J’entends déjà les objections de mes collègues « reconstructeurs d’indicateurs » : le PIB est une représentation qui a un effet performatif, car si on compte les activités criminelles comme source de richesse, c’est un encouragement à les promouvoir et à voir dans la croissance économique l’alpha et l’oméga du bonheur. Que l’on nous dise en quoi les mafieux se préoccupent de la progression du PIB ! Que l’on nous dise en quoi le changement de méthode statistique créera des vocations de mafieux ! Il faut arrêter cet idéalisme philosophique de café du commerce ! « Ce n’est pas la conscience des hommes qui détermine leur existence, c’est au contraire leur existence sociale qui détermine leur conscience. » |11|

Enfin, le jour du 70e anniversaire du D-Day, David Le Bris nous offre dans Le Monde une page d’histoire des « Trente glorieuses », en rappelant à juste titre l’importance qu’ont eue les gains de productivité du travail pendant cette période pour faire croître PIB et bien-être matériel. Et l’auteur de conclure que cette période est révolue parce que… « comment permettre un contexte favorable à l’investissement quand les dépenses publiques représentent 57 % des richesses produites dans le pays ? » |12| D’une part, il ne voit pas que ces fameux 57 % incluent les consommations intermédiaires publiques alors que le PIB ne les inclut pas, et, d’autre part, il croit faire un scoop qui n’est que l’antienne néolibérale : la crise serait due aux dépenses publiques. « Les cons osent tout et c’est à ça qu’on les reconnaît », dixit Michel Audiard |13|. Et les idéologues aussi.

Source : Le Blog de Jean-Marie Harribey sur le site d’Alternatives Economiques
Notes

|1| M. Husson, « Les dividendes de la nouvelle base de l’INSEE », 21 mai 2014.

|2| J.-M. Harribey, La richesse, la valeur et l’inestimable, Fondements d’une critique socio-écologique de l’économie capitaliste, Paris, LLL, 2013.

|3| Oxford University Press, 2013.

|4| Pour une critique, voir mon livre La richesse, la valeur et l’inestimable, qui reprend la critique du rapport de la Commission que j’avais faite.

|5| Princeton University Press, 2014.

|6| J. Damon, « Accusé PIB, levez-vous ! », Les Échos, 6 et 7 juin 2014.

|7| Ch.

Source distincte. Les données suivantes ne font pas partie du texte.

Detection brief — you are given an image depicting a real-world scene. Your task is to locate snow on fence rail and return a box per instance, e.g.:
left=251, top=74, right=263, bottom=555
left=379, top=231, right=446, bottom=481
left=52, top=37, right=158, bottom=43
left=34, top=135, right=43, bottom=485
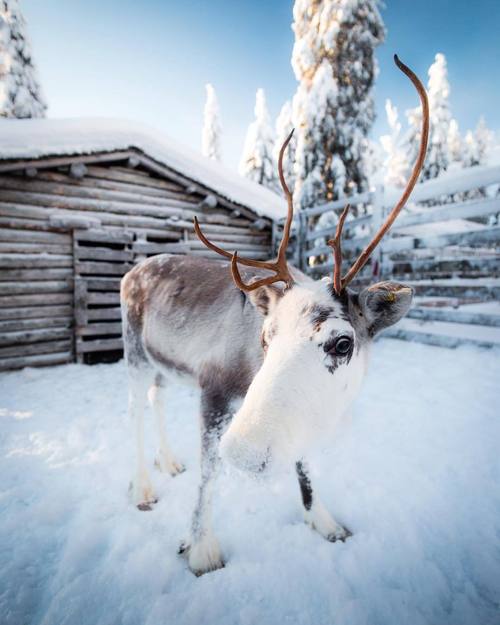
left=274, top=166, right=500, bottom=346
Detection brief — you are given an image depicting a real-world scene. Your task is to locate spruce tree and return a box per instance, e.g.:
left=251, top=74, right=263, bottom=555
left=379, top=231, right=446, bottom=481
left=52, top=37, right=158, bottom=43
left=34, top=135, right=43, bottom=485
left=239, top=89, right=279, bottom=191
left=201, top=84, right=221, bottom=161
left=421, top=53, right=451, bottom=180
left=0, top=0, right=47, bottom=118
left=292, top=0, right=385, bottom=208
left=447, top=119, right=463, bottom=167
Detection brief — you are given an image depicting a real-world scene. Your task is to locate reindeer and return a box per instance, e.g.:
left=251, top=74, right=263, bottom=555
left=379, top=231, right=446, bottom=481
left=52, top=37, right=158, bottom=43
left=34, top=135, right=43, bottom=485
left=121, top=56, right=429, bottom=575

Ch. « Le PIB est un indicateur politique », Alternatives économiques, n°336, juin 2014.

|8| A.O. Hirschman, L’économie comme science morale et politique, Paris, Gallimard, Seuil, 1984.

|9| A. Sen, L’économie est une science morale, Paris, La Découverte, 2004.

|10| B. Amable, S. Palombarini, L’économie politique n’est pas une science morale, Paris, Raisons d’agir, 2005.

|11| K. Marx, Avant-propos à la Critique de l’économie politique, 1859, in Œuvres, Paris, Gallimard, La Pléiade, 1965, tome I, p. 273. Voir aussi la même idée dans L’idéologie allemande.

|12| D. Le Bris, « Ces lointaines “trente glorieuses” », Le Monde, 7 juin 2014.

|13| Dans le film de Georges Lautner, Les tontons flingueurs, 1963.